Newly elected member for Fairfax Clive Palmer made his first day in Parliament memorable, not through his vote but by not voting, at least eight times.  Most notably, he did not vote for repeal of the carbon tax. This, he claimed, was in no way due to a conflict of interest. As one of politics’ most famous quotes says, “he would, wouldn’t he”.

But Palmer’s own vote will not affect outcomes in any case. One vote, except when there is a hung parliament, makes no difference in the House of Representatives.

By contrast, the Palmer United Party senators will potentially have much more power, especially now Victorian Senator-elect from the Motoring Enthusiast Party, Ricky Muir, has pledged his support for the Palmer United Party. There are two certain PUP senators — Glenn Lazarus from Queensland and Jacqui Lambie from Tasmania — and potentially a third from Western Australia (Zhenya/Dio Wang), depending on what the High Court decides to do with the Senate election in WA. That is a bloc of three or four senators, enough to make a real difference to the outcome of Senate votes.

They owe their positions to Palmer, although he maintains they are individuals, saying: “each individual has to look into his own heart and say, ‘do I think I have conflict?’ … and if you do think you have a conflict you should do the right thing.”

Technically, Palmer is correct. The conflict-of-interest rules are about individual pecuniary interests, not parties. The House of Representatives Practice (2012) says:

“Standing order 134(a) states that a Member may not vote in a division on a question about a matter, other than public policy, in which he or she has a particular direct pecuniary interest. Public policy can be defined as government policy, not identifying any particular person individually and immediately.”

It notes that under this definition expulsion of a member of parliament for conflict of interest is highly unlikely, because almost everything that is debated is public policy. In other words, Palmer under the rule could vote on any tax bill (for example) unless it proposed a tax penalty or tax concession for Clive Palmer by name, or applied solely to a company he owned and no other company. The chance of that is minimal. Similarly, he would be able to vote on any spending or regulation bill provided it did not immediately identify him or his companies.
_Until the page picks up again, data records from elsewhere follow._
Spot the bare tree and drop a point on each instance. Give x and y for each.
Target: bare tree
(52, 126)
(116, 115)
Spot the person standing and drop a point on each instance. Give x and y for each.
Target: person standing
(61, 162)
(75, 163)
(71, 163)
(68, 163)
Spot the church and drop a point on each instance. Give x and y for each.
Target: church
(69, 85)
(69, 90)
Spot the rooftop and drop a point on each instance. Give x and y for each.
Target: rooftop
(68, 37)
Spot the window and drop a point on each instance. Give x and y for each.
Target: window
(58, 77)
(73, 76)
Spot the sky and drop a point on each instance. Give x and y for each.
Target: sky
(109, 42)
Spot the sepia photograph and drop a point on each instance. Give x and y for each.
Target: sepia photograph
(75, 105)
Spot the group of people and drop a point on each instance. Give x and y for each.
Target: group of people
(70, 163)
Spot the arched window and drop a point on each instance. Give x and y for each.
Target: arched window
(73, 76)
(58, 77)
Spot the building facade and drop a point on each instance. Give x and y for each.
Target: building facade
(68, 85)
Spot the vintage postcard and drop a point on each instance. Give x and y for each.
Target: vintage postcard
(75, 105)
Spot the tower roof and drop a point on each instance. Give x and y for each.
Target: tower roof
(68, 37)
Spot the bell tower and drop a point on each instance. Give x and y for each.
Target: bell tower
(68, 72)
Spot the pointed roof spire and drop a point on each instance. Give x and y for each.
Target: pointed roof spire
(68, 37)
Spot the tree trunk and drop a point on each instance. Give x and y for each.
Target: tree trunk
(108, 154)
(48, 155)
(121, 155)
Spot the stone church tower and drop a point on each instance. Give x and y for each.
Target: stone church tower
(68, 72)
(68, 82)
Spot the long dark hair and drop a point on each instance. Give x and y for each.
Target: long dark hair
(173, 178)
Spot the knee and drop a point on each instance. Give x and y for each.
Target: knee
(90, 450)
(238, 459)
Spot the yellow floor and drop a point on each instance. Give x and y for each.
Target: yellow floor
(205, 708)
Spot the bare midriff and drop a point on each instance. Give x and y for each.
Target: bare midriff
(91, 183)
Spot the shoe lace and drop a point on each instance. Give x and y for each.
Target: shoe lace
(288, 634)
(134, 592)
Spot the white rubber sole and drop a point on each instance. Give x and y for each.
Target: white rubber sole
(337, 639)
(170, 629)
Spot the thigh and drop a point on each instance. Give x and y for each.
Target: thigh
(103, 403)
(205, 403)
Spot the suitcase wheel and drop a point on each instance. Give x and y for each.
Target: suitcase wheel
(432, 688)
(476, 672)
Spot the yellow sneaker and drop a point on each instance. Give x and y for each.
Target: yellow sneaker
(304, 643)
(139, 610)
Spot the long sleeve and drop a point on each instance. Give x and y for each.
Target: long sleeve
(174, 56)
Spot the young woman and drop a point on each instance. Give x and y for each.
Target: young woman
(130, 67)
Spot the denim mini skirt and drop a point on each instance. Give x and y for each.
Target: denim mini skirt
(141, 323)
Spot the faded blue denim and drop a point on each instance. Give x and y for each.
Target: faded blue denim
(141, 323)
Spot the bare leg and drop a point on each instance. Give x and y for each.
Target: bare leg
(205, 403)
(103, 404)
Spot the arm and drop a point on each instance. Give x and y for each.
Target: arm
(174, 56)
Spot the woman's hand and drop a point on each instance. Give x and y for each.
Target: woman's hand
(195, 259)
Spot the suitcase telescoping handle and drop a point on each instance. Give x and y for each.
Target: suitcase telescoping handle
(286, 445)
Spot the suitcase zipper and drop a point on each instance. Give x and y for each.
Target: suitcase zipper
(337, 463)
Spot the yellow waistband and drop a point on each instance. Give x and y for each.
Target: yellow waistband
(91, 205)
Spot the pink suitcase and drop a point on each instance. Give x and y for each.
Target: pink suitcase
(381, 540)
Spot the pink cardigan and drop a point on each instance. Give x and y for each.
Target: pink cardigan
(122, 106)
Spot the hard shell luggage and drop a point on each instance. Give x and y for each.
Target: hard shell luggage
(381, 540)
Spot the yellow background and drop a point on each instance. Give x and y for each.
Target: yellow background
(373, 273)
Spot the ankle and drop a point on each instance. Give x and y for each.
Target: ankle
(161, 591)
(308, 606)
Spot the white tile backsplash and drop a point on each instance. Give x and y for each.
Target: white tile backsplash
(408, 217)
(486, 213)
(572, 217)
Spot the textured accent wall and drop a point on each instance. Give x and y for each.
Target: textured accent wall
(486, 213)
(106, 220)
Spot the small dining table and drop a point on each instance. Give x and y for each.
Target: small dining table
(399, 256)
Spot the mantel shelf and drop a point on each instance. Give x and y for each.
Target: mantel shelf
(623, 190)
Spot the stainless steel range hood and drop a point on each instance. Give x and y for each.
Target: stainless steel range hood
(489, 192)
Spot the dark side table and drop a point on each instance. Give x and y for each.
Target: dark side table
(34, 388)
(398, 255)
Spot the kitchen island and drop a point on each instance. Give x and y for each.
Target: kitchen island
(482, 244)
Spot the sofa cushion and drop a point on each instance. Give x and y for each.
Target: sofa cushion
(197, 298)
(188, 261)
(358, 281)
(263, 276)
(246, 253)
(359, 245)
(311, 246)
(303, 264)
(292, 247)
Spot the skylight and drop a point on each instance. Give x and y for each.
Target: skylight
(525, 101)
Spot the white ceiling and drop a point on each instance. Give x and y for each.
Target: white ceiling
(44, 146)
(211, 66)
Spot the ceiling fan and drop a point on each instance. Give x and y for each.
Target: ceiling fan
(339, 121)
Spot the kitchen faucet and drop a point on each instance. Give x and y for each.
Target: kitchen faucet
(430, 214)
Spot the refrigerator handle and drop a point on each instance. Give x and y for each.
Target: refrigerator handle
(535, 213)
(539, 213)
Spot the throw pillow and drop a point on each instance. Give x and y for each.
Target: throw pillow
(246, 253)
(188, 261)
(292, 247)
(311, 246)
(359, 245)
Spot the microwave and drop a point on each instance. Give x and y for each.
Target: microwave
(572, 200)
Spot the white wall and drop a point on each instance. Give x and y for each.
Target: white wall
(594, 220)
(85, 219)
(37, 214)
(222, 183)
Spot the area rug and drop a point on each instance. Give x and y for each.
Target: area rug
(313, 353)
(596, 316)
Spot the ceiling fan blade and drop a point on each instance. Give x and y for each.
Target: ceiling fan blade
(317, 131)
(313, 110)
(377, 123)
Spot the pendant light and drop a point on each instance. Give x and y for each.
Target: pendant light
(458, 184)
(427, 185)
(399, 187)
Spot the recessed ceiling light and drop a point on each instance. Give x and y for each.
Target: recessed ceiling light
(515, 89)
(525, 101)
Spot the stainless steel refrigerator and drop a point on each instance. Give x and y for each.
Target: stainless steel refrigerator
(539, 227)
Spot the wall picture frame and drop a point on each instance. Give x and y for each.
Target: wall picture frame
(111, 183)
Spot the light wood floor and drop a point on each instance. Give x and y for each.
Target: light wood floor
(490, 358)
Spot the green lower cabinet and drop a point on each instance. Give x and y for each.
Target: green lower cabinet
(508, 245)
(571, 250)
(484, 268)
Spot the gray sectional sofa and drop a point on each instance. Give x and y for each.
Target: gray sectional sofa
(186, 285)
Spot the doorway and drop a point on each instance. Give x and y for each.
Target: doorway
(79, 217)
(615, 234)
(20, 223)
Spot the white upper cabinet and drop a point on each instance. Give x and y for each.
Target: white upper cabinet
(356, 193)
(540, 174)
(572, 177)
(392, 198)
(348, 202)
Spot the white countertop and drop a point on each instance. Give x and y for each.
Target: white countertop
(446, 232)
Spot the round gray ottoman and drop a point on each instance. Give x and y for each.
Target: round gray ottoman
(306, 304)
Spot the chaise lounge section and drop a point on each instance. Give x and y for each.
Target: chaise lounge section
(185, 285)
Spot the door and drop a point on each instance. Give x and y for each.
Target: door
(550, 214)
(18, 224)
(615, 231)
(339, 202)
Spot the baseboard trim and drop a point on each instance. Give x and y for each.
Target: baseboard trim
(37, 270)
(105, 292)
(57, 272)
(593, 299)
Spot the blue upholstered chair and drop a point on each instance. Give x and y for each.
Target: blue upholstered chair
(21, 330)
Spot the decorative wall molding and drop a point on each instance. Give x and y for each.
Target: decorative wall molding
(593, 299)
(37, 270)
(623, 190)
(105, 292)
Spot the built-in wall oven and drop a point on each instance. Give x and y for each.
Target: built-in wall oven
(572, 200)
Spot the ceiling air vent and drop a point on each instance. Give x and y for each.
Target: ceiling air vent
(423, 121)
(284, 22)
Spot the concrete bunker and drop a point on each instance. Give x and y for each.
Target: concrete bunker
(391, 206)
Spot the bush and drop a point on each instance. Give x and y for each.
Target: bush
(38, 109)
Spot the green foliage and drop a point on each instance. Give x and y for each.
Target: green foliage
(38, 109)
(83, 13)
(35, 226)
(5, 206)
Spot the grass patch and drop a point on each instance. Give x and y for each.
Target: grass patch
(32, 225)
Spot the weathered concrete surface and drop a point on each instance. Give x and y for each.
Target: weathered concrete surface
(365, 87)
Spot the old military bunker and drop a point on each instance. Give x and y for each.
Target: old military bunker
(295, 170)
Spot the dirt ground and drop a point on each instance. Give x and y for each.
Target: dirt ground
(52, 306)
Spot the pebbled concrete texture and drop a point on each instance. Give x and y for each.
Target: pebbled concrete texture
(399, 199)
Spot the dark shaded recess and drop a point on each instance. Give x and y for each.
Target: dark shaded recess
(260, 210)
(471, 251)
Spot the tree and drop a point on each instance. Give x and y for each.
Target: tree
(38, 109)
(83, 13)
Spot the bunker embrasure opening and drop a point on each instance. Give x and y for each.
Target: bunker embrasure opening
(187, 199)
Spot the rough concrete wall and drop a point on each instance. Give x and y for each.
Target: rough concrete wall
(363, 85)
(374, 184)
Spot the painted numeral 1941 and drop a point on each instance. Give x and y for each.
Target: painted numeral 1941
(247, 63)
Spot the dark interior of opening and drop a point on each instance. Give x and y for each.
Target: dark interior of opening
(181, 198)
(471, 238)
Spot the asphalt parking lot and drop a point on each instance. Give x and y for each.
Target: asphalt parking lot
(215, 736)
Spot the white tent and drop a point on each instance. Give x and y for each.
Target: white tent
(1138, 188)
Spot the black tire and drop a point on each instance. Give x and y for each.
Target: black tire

But even in the case of legislation that would directly affect Palmer’s interests, his senators would not be bound by the same rules. The PUP senators don’t own mining and energy companies, even though their party founder does, and they will be free to vote how they want. Our parliamentary rules never envisaged a situation where a wealthy individual would use that wealth to create a party in his own name and propel others into the Senate. As observed in Crikey previously we have to look back to the history of the British Parliament, decades prior to Australian Federation, to find any precedents.

When the new Senate commences from July 1 next year, PUP senators will face a hard choice: they could take the position that a conflict arises only if it affects their own personal pecuniary interests, or they could be guided by Palmer’s register of interests and take that into account. It will depend on how much public and media pressure they feel under to take the broader community view of conflict of interest.

We should also not discount the possibility that over time the influence Clive Palmer wields over “his” senators will diminish. When they arrive in the Senate they will be surrounded by people who will tell them that they were elected not due to the PUP vote but because of their own sporting talent, popularity, unique understanding of the people of Tasmania/Queensland/WA, intelligence, wisdom, insights, or whatever else might appeal to the senator in question.

Senator Mal Colston, for example, decided to leave the Labor Party and sit as an independent after the Howard government plied him with just such flattery. If the same applies with PUP senators, they might be camp-drafted out of the party and turned to other causes.

If that does not happen, though, the decisions of the PUP in the Senate have enormous potential to involve conflict of interest: arising not from the formal rules but from public perception.